Published
Is it possible (legal) for a student nurse to administer medication without supervision of the preceptor nurse or the clinical instructor?
I know it happens all the time, and often if the student makes a mistake, she is severely penalized.
I am wondering whether it is possible for the hospital, preceptor nurse or clinical instructor to allow the student nurse to administer medication without providing supervision through every step of the way.
I was told by someone that it is illegal (against Nurse Practice Act in most states) for a student to administer medication even if it is P.O., and that an RN must be with the student through every step of the process.
Is this true? Is this law different from state to state? Or is this pretty much the same in all states?
This is a bit off topic, but from reading, it sounds like many of the students here are giving only PO or non-narcotic meds. Those who are giving meds without direct supervision - are you doing things more like passing colace and the like or more along the lines of pushing dilaudid?
I was pushing Dilaudid. By myself. From start to finish.

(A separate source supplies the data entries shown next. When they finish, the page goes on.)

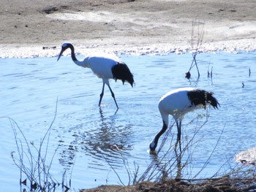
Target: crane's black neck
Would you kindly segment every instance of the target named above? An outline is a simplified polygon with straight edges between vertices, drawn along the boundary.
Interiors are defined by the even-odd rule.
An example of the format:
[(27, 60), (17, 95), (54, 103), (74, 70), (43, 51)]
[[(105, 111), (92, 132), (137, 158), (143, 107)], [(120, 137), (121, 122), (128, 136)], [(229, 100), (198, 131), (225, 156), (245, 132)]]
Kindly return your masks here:
[(71, 50), (71, 58), (72, 58), (72, 60), (73, 60), (73, 61), (78, 61), (78, 60), (75, 57), (74, 46), (72, 44), (69, 43), (67, 47), (70, 48), (70, 50)]

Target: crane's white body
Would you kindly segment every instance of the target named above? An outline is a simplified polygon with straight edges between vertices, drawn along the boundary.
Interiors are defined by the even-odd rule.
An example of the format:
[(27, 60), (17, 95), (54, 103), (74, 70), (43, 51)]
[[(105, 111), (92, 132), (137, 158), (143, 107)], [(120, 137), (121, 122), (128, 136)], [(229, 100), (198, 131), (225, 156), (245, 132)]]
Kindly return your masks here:
[(89, 55), (83, 61), (78, 61), (75, 55), (74, 46), (69, 42), (64, 42), (61, 46), (61, 50), (59, 55), (58, 60), (61, 58), (62, 53), (68, 48), (71, 50), (71, 58), (74, 63), (80, 66), (90, 68), (93, 72), (99, 77), (102, 79), (103, 86), (100, 94), (99, 106), (100, 106), (102, 99), (104, 95), (105, 84), (107, 84), (113, 98), (117, 108), (118, 108), (115, 94), (112, 91), (109, 83), (109, 79), (121, 80), (123, 84), (125, 81), (129, 82), (132, 87), (133, 86), (133, 75), (129, 71), (128, 66), (118, 58), (107, 53), (100, 53)]
[(181, 147), (181, 120), (186, 113), (195, 110), (206, 108), (207, 104), (211, 104), (214, 109), (218, 109), (218, 101), (213, 93), (204, 90), (194, 88), (181, 88), (167, 93), (159, 100), (158, 109), (161, 114), (163, 126), (161, 131), (156, 134), (149, 145), (151, 151), (154, 151), (161, 135), (165, 132), (169, 123), (169, 115), (172, 115), (176, 123), (178, 128), (177, 142)]
[(159, 100), (158, 109), (162, 120), (168, 125), (168, 116), (172, 115), (176, 120), (182, 119), (184, 115), (201, 106), (192, 105), (187, 92), (195, 90), (194, 88), (181, 88), (170, 91)]
[(118, 58), (107, 53), (89, 55), (82, 61), (74, 61), (78, 66), (90, 68), (102, 79), (113, 79), (112, 67), (118, 63), (123, 63)]

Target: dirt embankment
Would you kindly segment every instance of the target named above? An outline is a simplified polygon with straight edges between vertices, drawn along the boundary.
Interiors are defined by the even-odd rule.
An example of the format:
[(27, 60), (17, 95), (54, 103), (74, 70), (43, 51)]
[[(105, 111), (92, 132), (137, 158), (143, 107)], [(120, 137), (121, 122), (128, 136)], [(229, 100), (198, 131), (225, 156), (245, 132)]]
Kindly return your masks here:
[(138, 54), (188, 50), (195, 19), (204, 31), (203, 51), (256, 50), (252, 0), (2, 0), (1, 4), (1, 58), (56, 55), (65, 41), (83, 53), (85, 48)]

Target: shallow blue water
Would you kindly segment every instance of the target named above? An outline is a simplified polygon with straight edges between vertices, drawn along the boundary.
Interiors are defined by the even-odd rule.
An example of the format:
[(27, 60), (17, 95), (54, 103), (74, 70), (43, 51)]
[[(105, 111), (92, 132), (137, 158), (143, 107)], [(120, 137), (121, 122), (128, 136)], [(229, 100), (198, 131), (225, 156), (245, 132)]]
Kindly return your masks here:
[[(208, 166), (197, 178), (211, 177), (225, 164), (227, 167), (236, 166), (234, 155), (255, 146), (256, 53), (200, 53), (197, 55), (198, 80), (195, 67), (191, 71), (190, 80), (184, 77), (192, 61), (190, 53), (120, 57), (134, 74), (136, 85), (132, 88), (127, 83), (122, 85), (120, 81), (110, 81), (118, 111), (108, 88), (102, 107), (98, 107), (102, 80), (89, 69), (74, 64), (69, 57), (62, 57), (59, 62), (56, 58), (0, 59), (1, 191), (20, 190), (20, 172), (10, 155), (14, 151), (19, 159), (12, 131), (15, 126), (4, 117), (12, 118), (27, 141), (39, 146), (53, 120), (57, 99), (46, 161), (51, 161), (57, 149), (50, 172), (61, 182), (67, 169), (67, 178), (71, 178), (75, 191), (102, 184), (120, 184), (113, 169), (128, 184), (124, 164), (129, 165), (132, 172), (134, 164), (139, 166), (141, 175), (152, 161), (159, 164), (159, 170), (163, 169), (165, 163), (173, 162), (173, 150), (162, 162), (159, 161), (169, 149), (173, 137), (175, 140), (176, 128), (159, 153), (159, 159), (148, 150), (149, 142), (162, 128), (158, 101), (176, 88), (193, 86), (211, 91), (221, 104), (219, 110), (198, 110), (184, 120), (183, 146), (207, 120), (183, 157), (184, 161), (189, 162), (183, 172), (184, 177), (197, 175), (219, 139)], [(208, 78), (207, 72), (211, 69), (212, 78)], [(20, 133), (18, 137), (23, 142)], [(26, 145), (23, 147), (27, 150)], [(169, 164), (165, 171), (170, 167)], [(173, 171), (169, 170), (169, 175), (175, 177), (175, 168), (170, 169)], [(226, 166), (223, 169), (227, 170)], [(22, 179), (25, 178), (23, 174)]]

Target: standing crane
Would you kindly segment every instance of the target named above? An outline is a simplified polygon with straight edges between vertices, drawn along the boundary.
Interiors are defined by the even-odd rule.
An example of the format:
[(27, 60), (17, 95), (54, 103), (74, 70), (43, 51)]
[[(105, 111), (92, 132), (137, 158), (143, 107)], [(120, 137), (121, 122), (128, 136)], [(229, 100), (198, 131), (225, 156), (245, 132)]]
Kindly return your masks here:
[(99, 78), (102, 79), (103, 86), (102, 93), (99, 95), (99, 107), (100, 106), (104, 95), (105, 84), (107, 84), (111, 92), (111, 96), (115, 101), (116, 107), (118, 109), (115, 94), (109, 83), (109, 80), (114, 79), (116, 81), (120, 80), (122, 81), (123, 84), (127, 81), (133, 87), (133, 75), (127, 65), (118, 58), (106, 53), (88, 55), (83, 61), (78, 61), (75, 57), (74, 46), (69, 42), (64, 42), (62, 44), (61, 50), (57, 61), (59, 60), (62, 53), (69, 48), (71, 50), (72, 60), (75, 64), (83, 67), (90, 68)]
[(217, 99), (213, 96), (213, 93), (201, 89), (193, 88), (182, 88), (175, 89), (167, 93), (159, 100), (158, 109), (161, 114), (163, 126), (161, 131), (156, 134), (149, 145), (151, 151), (154, 151), (158, 143), (158, 140), (168, 126), (168, 116), (172, 115), (176, 120), (178, 134), (177, 142), (179, 142), (180, 151), (181, 136), (181, 121), (184, 116), (189, 112), (203, 107), (206, 109), (206, 104), (211, 105), (214, 109), (218, 109), (219, 104)]

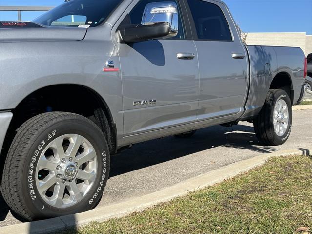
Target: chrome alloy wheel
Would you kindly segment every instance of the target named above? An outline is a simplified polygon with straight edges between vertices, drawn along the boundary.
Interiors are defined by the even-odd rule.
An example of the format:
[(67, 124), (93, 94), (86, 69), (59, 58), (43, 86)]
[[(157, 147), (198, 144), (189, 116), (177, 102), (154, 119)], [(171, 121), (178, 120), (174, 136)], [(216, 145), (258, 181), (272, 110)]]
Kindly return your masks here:
[(273, 124), (275, 133), (278, 136), (286, 132), (289, 122), (287, 104), (283, 99), (279, 100), (274, 108)]
[(36, 170), (42, 198), (58, 208), (82, 200), (92, 187), (97, 168), (96, 153), (84, 137), (71, 134), (53, 140), (42, 152)]

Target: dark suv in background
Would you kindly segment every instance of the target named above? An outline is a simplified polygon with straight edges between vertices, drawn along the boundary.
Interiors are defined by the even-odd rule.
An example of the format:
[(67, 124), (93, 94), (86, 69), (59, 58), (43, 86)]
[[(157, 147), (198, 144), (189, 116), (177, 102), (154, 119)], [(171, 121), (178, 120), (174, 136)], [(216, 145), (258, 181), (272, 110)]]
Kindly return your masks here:
[(307, 90), (311, 91), (312, 86), (312, 53), (307, 56), (307, 77), (305, 83), (307, 85)]

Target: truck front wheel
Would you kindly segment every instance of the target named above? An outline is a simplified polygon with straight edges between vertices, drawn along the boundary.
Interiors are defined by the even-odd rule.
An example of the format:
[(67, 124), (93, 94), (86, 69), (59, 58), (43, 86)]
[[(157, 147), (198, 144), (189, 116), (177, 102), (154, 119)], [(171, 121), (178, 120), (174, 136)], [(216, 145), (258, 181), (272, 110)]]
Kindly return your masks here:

When I was in my senior partnership I did things completely independently. pulled meds from pixis, checked the patients id, checked parameters, gave the meds (PO, sub cu, IV Push, hung IVs, inhalers, nebulizers and narcotics) and charted. The only thing I could not do is pull narcotics from the pixis (but could administer without supervision) and change drip rates on heparin and insulin alone. My preceptor was obviously comfortable with me doing this and would answer any questions I had.
redhead_NURSE98!, ADN, BSN
1,086 Posts
Sorry. We pushed narcotics etc. with instructors present almost every time.